Financial Highlights
For the quarter ended March 31, 2005, the Company reported a net
loss of $12.3 million, or $0.23 per share, as compared to $6.2
million, or $0.13 per share, for the quarter ended March 31, 2004. The
increase in net loss for the quarter is due primarily to higher R&D
expenses resulting from execution of the global development plan for
its lead cancer product candidate, AP23573. Cash used in operations
for the quarter was $10.1 million, consistent with the Company's
guidance for 2005 of $39 million to $42 million.
The Company ended the first quarter 2005 with $63.4 million in
cash, cash equivalents, and marketable securities, compared with $75.5
million at the end of 2004.
Sarcoma Market Highlights
Urgent Unmet Medical Need. Fast-track designation by the FDA is
granted only when there is an urgent need for a new treatment.
Patients with soft-tissue and bone sarcomas have a serious and
life-threatening condition for which treatment options are limited or
non-existent. There are no effective therapies currently available for
advanced soft-tissue sarcomas or metastatic refractory sarcomas in
general.
The Numbers. In the U.S. alone, public health authorities estimate
current sarcoma prevalence and incidence of new cases and deaths as
follows(1,2).
- -0-
*T
Sarcoma Type Prevalence New Cases Sarcoma Deaths
Soft Tissue 71,343 9,420 3,490
Bone and Joint 27,684 2,570 1,210
*T
To put these numbers in perspective:
-- They are exclusive of Europe, Japan, China and the rest of the
world.
-- The prevalence of all sarcomas is more than five times higher
than the prevalence of chronic myelogenous leukemia (CML) -
the initial indication for imatinib (Gleevec(R)).

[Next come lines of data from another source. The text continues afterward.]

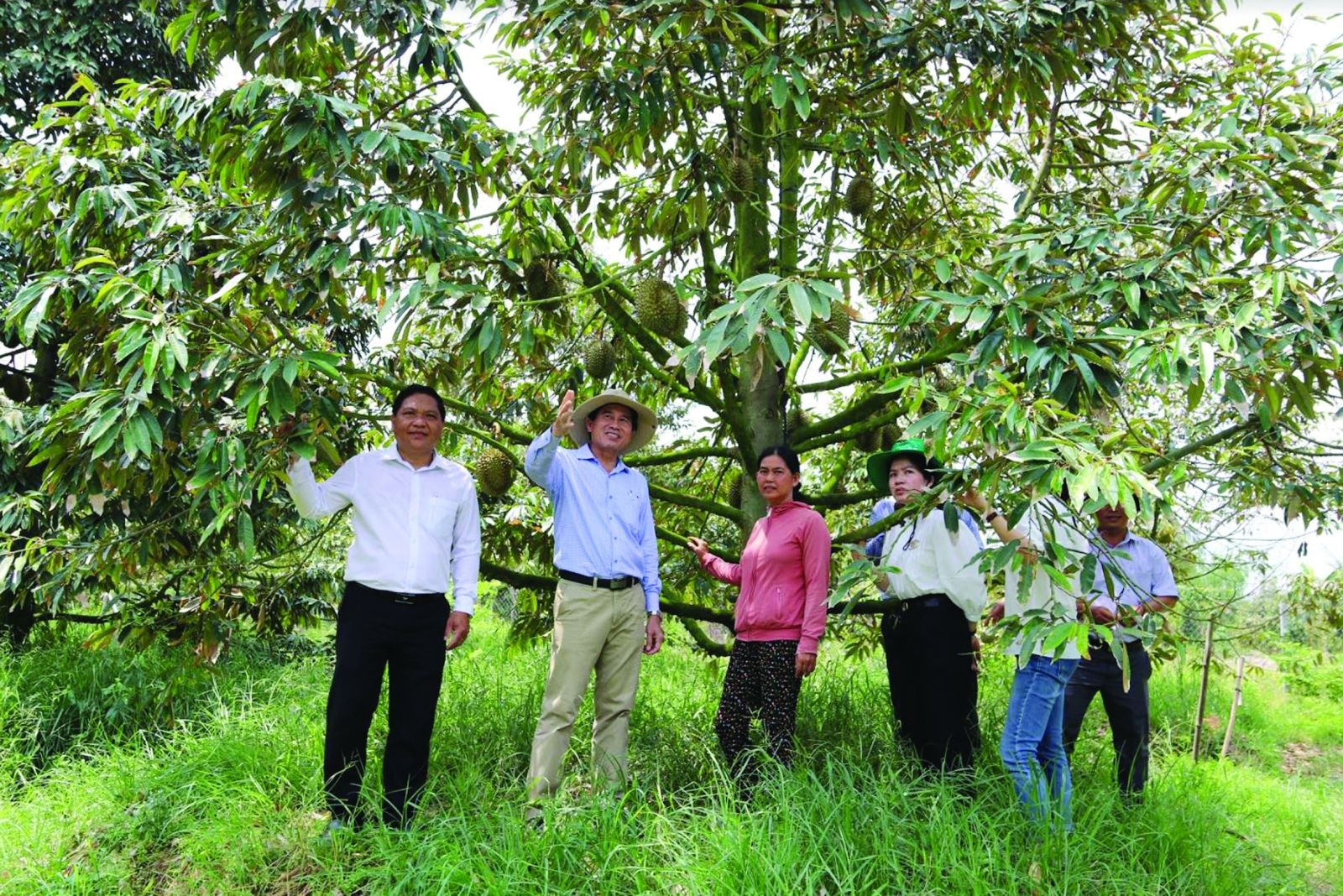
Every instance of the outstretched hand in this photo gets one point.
(698, 544)
(458, 627)
(974, 501)
(564, 418)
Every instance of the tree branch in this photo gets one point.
(698, 503)
(703, 638)
(1166, 461)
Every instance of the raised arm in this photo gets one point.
(316, 499)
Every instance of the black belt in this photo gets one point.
(1101, 644)
(396, 597)
(593, 581)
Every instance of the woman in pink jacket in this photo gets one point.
(781, 616)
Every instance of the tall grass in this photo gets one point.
(226, 799)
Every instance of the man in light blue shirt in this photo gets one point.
(606, 604)
(1132, 578)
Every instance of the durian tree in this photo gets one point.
(1079, 243)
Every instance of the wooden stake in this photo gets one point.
(1236, 701)
(1202, 690)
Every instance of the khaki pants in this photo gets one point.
(594, 629)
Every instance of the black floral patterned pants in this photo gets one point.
(762, 680)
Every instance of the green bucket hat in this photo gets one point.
(911, 450)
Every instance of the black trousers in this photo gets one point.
(406, 638)
(933, 690)
(1126, 710)
(762, 679)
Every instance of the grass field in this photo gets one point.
(128, 774)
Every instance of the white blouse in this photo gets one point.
(930, 560)
(1029, 588)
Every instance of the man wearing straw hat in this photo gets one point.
(606, 604)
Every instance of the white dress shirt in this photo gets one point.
(414, 529)
(1029, 588)
(928, 560)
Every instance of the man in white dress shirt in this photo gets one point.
(416, 526)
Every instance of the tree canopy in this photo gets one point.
(1088, 243)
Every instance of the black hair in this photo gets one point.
(418, 389)
(790, 461)
(635, 414)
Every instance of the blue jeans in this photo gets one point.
(1033, 739)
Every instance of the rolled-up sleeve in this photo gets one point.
(816, 571)
(722, 569)
(539, 461)
(649, 544)
(316, 499)
(1163, 580)
(960, 576)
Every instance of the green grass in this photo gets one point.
(225, 795)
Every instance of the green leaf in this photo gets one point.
(801, 302)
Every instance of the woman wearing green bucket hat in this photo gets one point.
(939, 596)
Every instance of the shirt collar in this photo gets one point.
(1100, 542)
(440, 461)
(584, 452)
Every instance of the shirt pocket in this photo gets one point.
(441, 517)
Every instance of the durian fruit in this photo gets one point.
(544, 284)
(796, 420)
(860, 196)
(868, 440)
(832, 336)
(599, 358)
(494, 471)
(658, 309)
(735, 491)
(738, 172)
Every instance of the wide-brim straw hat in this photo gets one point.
(911, 450)
(648, 421)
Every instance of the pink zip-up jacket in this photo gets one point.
(785, 577)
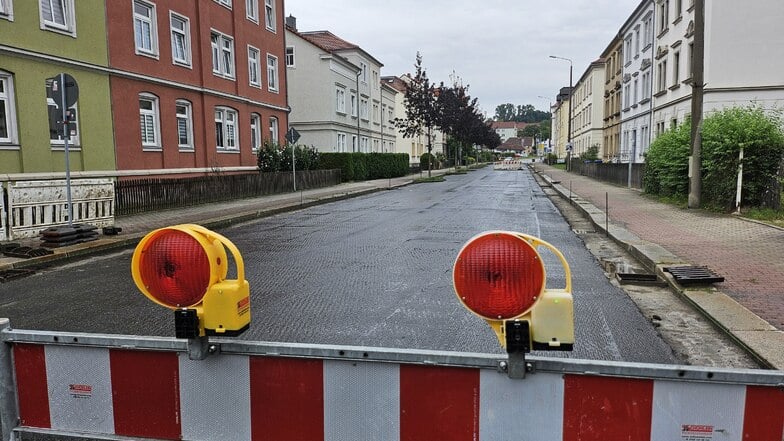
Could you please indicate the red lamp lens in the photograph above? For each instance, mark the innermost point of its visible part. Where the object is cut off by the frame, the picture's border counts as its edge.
(175, 269)
(498, 276)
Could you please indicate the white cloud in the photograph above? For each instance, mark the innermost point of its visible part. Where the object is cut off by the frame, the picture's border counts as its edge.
(499, 47)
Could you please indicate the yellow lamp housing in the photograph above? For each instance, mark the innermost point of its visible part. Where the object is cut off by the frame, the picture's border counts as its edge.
(184, 268)
(500, 276)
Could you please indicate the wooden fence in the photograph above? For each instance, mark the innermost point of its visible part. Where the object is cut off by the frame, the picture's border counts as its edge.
(142, 195)
(617, 174)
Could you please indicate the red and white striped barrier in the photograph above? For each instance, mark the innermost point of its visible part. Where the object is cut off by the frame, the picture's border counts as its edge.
(165, 395)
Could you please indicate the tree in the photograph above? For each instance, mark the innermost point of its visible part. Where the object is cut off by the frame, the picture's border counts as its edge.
(422, 114)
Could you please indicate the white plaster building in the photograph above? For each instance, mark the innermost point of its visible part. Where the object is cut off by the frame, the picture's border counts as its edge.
(744, 57)
(587, 110)
(636, 84)
(417, 145)
(335, 93)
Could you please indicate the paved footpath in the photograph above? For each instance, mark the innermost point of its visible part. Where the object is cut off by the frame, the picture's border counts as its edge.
(749, 255)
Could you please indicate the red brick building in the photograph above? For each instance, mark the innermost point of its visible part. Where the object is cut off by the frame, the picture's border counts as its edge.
(195, 85)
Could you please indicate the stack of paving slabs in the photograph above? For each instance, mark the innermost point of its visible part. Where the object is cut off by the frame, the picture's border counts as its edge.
(16, 250)
(68, 235)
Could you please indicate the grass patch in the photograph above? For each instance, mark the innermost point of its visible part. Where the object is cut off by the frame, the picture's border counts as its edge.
(430, 179)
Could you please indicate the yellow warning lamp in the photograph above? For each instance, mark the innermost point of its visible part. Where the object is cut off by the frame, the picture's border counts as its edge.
(500, 276)
(184, 268)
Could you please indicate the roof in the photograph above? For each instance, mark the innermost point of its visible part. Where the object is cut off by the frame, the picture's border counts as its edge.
(509, 125)
(327, 40)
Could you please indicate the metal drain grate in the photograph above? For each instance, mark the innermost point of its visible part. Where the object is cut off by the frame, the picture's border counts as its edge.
(7, 275)
(693, 275)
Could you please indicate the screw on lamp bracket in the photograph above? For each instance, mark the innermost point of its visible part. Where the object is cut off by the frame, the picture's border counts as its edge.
(518, 343)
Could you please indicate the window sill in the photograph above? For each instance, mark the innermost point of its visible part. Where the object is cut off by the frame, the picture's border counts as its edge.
(152, 55)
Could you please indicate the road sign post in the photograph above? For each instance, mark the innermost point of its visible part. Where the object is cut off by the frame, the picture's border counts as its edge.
(65, 92)
(292, 136)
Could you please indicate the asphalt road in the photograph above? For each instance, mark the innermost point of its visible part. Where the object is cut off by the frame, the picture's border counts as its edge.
(372, 271)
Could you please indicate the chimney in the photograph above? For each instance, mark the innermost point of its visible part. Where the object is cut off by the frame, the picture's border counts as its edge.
(291, 22)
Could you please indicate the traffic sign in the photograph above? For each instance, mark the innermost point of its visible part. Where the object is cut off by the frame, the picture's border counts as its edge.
(55, 86)
(292, 136)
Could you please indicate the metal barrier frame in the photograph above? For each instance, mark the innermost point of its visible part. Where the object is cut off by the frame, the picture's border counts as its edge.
(8, 400)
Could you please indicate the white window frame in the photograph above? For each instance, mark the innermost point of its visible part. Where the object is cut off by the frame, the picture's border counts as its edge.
(340, 99)
(274, 129)
(154, 119)
(227, 117)
(255, 132)
(185, 34)
(270, 16)
(291, 60)
(187, 117)
(222, 46)
(340, 143)
(50, 24)
(363, 109)
(7, 102)
(254, 66)
(272, 73)
(152, 22)
(252, 10)
(7, 10)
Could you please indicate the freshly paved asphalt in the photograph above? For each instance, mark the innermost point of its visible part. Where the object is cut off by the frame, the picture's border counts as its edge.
(749, 305)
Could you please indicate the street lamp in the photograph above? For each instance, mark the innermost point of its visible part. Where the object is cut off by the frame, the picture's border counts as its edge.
(569, 123)
(549, 138)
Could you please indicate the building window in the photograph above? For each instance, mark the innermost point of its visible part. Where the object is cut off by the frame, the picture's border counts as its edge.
(222, 55)
(364, 71)
(340, 144)
(148, 116)
(274, 133)
(363, 108)
(7, 109)
(646, 85)
(269, 14)
(272, 73)
(662, 76)
(144, 28)
(290, 56)
(181, 40)
(254, 67)
(255, 132)
(226, 129)
(664, 15)
(7, 9)
(57, 15)
(676, 67)
(252, 10)
(627, 49)
(184, 115)
(340, 100)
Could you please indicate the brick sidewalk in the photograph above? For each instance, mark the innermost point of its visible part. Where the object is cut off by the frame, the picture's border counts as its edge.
(750, 256)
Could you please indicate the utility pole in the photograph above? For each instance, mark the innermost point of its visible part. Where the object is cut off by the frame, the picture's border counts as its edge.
(697, 86)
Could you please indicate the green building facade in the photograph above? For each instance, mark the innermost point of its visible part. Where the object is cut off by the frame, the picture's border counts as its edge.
(37, 43)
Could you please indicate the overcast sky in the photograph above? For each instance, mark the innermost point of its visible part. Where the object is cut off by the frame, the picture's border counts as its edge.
(499, 48)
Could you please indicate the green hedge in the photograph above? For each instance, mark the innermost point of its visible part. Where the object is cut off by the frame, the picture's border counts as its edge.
(364, 166)
(723, 135)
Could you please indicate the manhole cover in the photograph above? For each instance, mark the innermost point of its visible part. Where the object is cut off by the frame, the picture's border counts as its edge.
(693, 275)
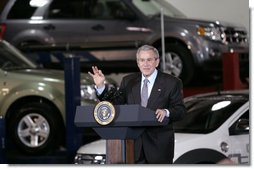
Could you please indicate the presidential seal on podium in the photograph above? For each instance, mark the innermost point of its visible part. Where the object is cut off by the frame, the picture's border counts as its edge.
(104, 113)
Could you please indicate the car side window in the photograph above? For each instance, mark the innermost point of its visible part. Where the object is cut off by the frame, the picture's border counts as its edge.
(241, 126)
(88, 9)
(22, 9)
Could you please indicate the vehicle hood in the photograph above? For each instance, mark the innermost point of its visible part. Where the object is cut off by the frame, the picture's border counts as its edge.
(57, 74)
(182, 137)
(188, 21)
(51, 74)
(96, 147)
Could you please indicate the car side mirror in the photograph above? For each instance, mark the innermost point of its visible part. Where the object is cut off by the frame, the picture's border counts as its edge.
(240, 127)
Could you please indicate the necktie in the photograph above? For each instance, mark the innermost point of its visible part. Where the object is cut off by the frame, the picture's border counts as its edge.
(144, 93)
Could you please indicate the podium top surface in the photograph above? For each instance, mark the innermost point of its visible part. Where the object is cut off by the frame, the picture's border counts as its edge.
(126, 116)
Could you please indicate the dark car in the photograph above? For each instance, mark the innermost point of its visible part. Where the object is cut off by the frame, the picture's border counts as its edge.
(32, 101)
(108, 32)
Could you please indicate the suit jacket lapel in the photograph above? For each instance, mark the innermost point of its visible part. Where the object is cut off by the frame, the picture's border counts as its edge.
(156, 91)
(136, 90)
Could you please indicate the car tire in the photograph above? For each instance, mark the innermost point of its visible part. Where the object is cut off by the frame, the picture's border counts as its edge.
(178, 62)
(35, 128)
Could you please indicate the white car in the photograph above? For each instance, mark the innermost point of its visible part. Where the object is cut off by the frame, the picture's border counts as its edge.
(215, 128)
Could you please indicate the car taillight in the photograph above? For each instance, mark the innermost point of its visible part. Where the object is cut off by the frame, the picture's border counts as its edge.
(2, 30)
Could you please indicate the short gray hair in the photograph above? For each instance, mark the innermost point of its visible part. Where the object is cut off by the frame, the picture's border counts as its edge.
(146, 48)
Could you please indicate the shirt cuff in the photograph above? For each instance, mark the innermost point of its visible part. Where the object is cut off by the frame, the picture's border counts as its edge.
(167, 112)
(99, 90)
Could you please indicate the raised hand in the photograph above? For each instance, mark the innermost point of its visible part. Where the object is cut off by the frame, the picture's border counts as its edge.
(98, 76)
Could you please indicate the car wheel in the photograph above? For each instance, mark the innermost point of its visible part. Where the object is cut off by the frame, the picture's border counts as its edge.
(178, 62)
(35, 128)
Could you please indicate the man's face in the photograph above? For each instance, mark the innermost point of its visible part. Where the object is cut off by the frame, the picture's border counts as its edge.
(147, 62)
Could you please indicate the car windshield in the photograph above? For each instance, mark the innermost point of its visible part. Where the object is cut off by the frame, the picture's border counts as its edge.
(206, 114)
(11, 58)
(152, 8)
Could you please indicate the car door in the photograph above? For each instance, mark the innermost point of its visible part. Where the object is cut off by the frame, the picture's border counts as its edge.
(117, 28)
(239, 138)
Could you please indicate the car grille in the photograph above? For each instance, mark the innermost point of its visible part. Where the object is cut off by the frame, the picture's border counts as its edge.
(237, 36)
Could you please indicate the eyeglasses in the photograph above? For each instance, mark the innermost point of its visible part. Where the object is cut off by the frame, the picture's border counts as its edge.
(149, 60)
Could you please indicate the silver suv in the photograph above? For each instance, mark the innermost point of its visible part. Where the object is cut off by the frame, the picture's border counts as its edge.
(32, 101)
(111, 30)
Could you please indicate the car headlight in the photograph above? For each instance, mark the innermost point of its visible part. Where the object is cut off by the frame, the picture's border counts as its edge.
(213, 33)
(88, 92)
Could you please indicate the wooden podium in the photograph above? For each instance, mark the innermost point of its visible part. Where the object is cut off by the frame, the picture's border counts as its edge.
(128, 124)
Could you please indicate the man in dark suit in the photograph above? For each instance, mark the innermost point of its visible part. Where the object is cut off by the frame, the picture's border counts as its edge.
(156, 144)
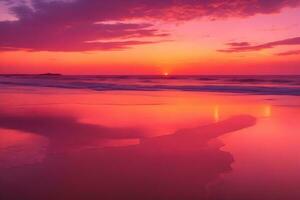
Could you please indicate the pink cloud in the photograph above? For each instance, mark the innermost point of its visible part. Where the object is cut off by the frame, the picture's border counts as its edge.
(245, 46)
(68, 25)
(288, 53)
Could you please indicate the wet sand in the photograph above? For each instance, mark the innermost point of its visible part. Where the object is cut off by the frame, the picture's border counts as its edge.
(66, 144)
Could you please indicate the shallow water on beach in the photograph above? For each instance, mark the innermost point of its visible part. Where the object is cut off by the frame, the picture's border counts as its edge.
(82, 144)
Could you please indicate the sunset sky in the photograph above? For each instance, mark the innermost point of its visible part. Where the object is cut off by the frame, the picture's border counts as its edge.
(150, 36)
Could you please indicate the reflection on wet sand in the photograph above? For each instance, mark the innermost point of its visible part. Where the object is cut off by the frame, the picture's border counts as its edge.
(175, 166)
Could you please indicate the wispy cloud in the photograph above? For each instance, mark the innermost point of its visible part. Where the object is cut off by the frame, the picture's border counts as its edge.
(67, 25)
(289, 53)
(245, 46)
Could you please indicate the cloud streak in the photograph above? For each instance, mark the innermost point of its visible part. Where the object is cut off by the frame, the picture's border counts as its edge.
(69, 25)
(246, 47)
(289, 53)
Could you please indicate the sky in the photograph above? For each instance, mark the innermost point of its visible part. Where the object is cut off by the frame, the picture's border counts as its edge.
(150, 36)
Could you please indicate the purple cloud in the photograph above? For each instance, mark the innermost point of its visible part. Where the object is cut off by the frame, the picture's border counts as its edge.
(245, 46)
(71, 25)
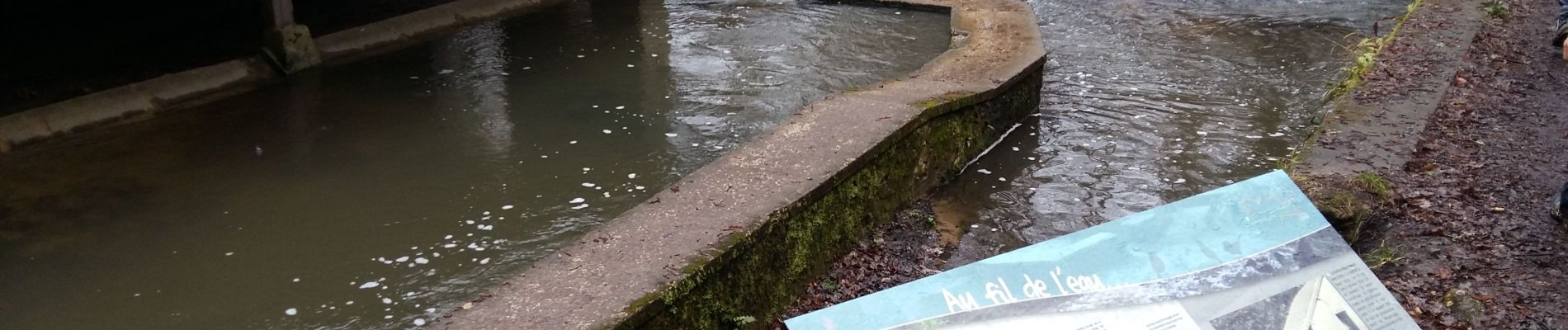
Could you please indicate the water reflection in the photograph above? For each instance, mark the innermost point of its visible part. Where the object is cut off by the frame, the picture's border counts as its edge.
(383, 193)
(1150, 102)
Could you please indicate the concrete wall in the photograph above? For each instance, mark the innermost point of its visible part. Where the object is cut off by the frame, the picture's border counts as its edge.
(740, 237)
(195, 87)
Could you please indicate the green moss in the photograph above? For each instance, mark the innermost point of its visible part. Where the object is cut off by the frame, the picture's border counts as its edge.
(951, 101)
(1363, 59)
(1374, 183)
(763, 271)
(1366, 52)
(1381, 255)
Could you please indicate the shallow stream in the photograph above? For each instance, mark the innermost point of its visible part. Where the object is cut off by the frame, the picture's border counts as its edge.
(380, 195)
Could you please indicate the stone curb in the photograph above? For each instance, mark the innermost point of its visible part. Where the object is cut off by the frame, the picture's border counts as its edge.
(740, 235)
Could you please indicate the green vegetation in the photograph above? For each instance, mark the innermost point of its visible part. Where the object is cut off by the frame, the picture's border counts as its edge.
(1346, 211)
(1366, 52)
(1374, 183)
(1496, 10)
(1381, 255)
(830, 285)
(761, 271)
(742, 319)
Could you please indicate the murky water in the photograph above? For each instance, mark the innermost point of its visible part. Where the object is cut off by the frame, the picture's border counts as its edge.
(1151, 102)
(380, 195)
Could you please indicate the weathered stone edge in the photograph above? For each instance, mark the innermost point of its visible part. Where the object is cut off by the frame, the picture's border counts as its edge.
(195, 87)
(640, 270)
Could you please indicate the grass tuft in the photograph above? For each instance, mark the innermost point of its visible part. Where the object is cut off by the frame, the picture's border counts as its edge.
(1496, 10)
(1374, 183)
(1381, 255)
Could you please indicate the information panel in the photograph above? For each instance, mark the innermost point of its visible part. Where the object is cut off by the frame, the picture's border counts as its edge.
(1244, 257)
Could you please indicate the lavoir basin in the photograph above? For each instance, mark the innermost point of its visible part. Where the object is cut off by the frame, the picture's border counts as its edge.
(383, 193)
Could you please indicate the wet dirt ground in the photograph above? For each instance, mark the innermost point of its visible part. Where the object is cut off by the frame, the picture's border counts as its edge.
(1473, 210)
(1470, 230)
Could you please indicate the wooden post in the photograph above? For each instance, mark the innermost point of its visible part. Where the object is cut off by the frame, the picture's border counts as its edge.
(281, 13)
(289, 45)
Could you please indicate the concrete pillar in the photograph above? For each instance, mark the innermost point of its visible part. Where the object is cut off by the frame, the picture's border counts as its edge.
(289, 45)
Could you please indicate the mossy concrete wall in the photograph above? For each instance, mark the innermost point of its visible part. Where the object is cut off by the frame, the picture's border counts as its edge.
(739, 238)
(207, 83)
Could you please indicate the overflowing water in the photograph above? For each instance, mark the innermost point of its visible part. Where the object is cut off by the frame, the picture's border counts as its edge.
(381, 195)
(1151, 102)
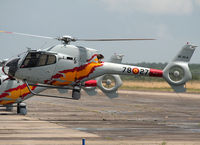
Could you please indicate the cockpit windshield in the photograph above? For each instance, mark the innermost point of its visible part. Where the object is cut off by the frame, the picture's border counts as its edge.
(36, 59)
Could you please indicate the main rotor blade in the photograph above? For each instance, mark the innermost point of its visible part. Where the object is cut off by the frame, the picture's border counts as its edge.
(126, 39)
(30, 35)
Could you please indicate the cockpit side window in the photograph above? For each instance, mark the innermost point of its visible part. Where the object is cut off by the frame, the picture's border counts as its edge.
(51, 59)
(36, 59)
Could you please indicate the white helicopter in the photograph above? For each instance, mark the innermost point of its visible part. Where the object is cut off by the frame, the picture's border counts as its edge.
(66, 66)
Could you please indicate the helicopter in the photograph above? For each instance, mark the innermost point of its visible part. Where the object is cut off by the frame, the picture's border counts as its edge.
(69, 67)
(14, 91)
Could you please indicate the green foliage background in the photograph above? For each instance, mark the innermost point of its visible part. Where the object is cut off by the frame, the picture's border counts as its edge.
(195, 70)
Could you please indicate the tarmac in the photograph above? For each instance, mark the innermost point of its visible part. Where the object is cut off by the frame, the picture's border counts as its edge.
(135, 117)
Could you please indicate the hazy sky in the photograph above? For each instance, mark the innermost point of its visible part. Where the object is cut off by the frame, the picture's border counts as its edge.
(171, 22)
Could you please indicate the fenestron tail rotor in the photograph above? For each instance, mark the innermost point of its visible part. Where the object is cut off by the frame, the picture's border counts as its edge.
(67, 39)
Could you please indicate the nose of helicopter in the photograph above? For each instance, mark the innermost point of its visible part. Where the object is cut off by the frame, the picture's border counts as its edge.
(11, 67)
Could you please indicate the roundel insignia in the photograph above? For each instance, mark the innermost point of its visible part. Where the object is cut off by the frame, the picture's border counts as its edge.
(135, 70)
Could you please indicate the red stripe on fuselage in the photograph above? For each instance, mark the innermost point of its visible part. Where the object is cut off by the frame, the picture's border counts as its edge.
(155, 73)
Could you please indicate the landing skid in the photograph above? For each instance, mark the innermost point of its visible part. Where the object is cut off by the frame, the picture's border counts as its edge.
(21, 108)
(76, 94)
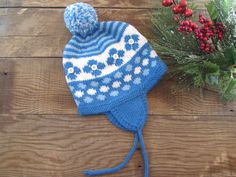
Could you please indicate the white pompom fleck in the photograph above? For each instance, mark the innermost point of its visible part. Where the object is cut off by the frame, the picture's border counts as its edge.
(81, 18)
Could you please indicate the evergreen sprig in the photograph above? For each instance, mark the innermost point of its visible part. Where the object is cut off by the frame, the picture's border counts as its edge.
(187, 61)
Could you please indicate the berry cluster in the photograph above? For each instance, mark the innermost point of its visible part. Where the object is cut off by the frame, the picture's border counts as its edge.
(205, 34)
(180, 8)
(187, 27)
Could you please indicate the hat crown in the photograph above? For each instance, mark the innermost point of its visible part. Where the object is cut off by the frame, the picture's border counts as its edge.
(81, 19)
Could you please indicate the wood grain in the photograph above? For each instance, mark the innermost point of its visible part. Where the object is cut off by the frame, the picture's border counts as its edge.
(95, 3)
(63, 145)
(37, 86)
(42, 32)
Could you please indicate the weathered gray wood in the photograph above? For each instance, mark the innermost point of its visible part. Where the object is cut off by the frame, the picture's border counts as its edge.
(95, 3)
(37, 32)
(63, 145)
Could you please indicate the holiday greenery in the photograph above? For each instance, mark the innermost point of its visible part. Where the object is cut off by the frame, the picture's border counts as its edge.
(199, 50)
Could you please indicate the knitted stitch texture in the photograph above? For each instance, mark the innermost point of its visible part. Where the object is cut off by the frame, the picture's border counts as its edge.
(109, 68)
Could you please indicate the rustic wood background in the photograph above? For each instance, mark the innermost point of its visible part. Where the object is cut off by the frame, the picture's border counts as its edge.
(188, 134)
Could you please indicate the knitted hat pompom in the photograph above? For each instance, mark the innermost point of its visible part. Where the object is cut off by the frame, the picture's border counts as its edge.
(81, 18)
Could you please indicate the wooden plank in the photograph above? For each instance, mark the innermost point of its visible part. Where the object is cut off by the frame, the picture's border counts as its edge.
(37, 86)
(21, 35)
(95, 3)
(63, 145)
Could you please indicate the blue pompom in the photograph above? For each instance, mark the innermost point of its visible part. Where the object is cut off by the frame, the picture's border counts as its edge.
(81, 18)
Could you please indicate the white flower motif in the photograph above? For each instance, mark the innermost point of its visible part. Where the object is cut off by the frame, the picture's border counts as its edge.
(137, 70)
(116, 84)
(127, 78)
(145, 62)
(153, 54)
(79, 93)
(91, 91)
(104, 89)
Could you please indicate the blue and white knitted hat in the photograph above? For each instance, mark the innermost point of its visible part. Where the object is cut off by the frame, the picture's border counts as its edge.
(109, 68)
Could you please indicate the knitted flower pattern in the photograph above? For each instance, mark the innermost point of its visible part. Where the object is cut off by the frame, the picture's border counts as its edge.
(115, 57)
(131, 42)
(94, 67)
(71, 71)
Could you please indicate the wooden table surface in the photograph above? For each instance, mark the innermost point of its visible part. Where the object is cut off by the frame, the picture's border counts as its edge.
(188, 134)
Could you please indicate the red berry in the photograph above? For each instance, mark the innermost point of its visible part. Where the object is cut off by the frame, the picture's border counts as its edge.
(176, 9)
(167, 3)
(183, 3)
(188, 12)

Types of Sarcoma. Sarcomas are malignant tumors associated with
one of the various connective tissues that hold the body together,
such as muscles, nerves, bones, fat, tendons, cartilage, blood vessel
or deep skin tissues. Sarcomas can develop in any part of the body.
Half of them develop in the arms or legs; the rest arise in the trunk,
head and neck area, internal organs, or the back of the abdominal
cavity. Sarcomas are generally divided into two broad classes:
soft-tissue sarcomas and bone sarcomas.
Soft-tissue Sarcomas. Soft-tissue sarcomas are the most frequent
form of the disease. Since many patients with soft-tissue sarcoma are
not diagnosed until the disease is far advanced, the 5-year survival
rate of those patients with distant metastases is only 10% to 15%.
Primary Bone Sarcomas. The three most common kinds of primary bone
sarcomas are: osteosarcoma (35%), chondrosarcoma (30%) and the Ewing's
family of tumors (16%). Osteosarcoma primarily affects adolescents and
young adults and is almost always a highly aggressive tumor with
either detectable or subclinical metastases.
References.
(1) Jemal A, et al. Cancer Statistics, 2005. CA: A Cancer Journal
for Clinicians 55(1): 10-30(2005).
(2) Statistical Research and Applications Branch National Cancer
Institue. Website: http://seer.cancer.gov/canques/. Accessed April 19,
2005.
Upcoming Scientific Meetings
Clinical investigators from major cancer centers will be
presenting Phase 2 and Phase 1 data on AP23573 at the:
-- American Society of Clinical Oncology Annual Meeting, Orlando,
Florida, May 13-17, 2005.
Upcoming Investor Meetings
ARIAD management will be presenting updated overviews of the
Company's progress and plans at investor conferences - all to be
webcast - including the following:
-- Bank of America Healthcare Conference at the Four Seasons
Hotel in Las Vegas, Nevada, May 18, 2005
-- Fourth Annual Needham Biotechnology Conference at the New York
Palace Hotel in New York, New York, May 25-26, 2005
About AP23573
The small-molecule drug, AP23573, starves cancer cells and shrinks
tumors by inhibiting the critical cell-signaling protein, mTOR, which
regulates the response of tumor cells to nutrients and growth factors,
and controls tumor blood supply and angiogenesis through effects on
Vascular Endothelial Growth Factor (VEGF) in tumor and endothelial
cells. AP23573 also blocks the proliferation and migration of vascular
smooth muscle cells, the primary cause of narrowing and reblockage of
injured arteries, and is an analog of sirolimus, another mTOR
inhibitor that has been approved for use in drug-eluting stents.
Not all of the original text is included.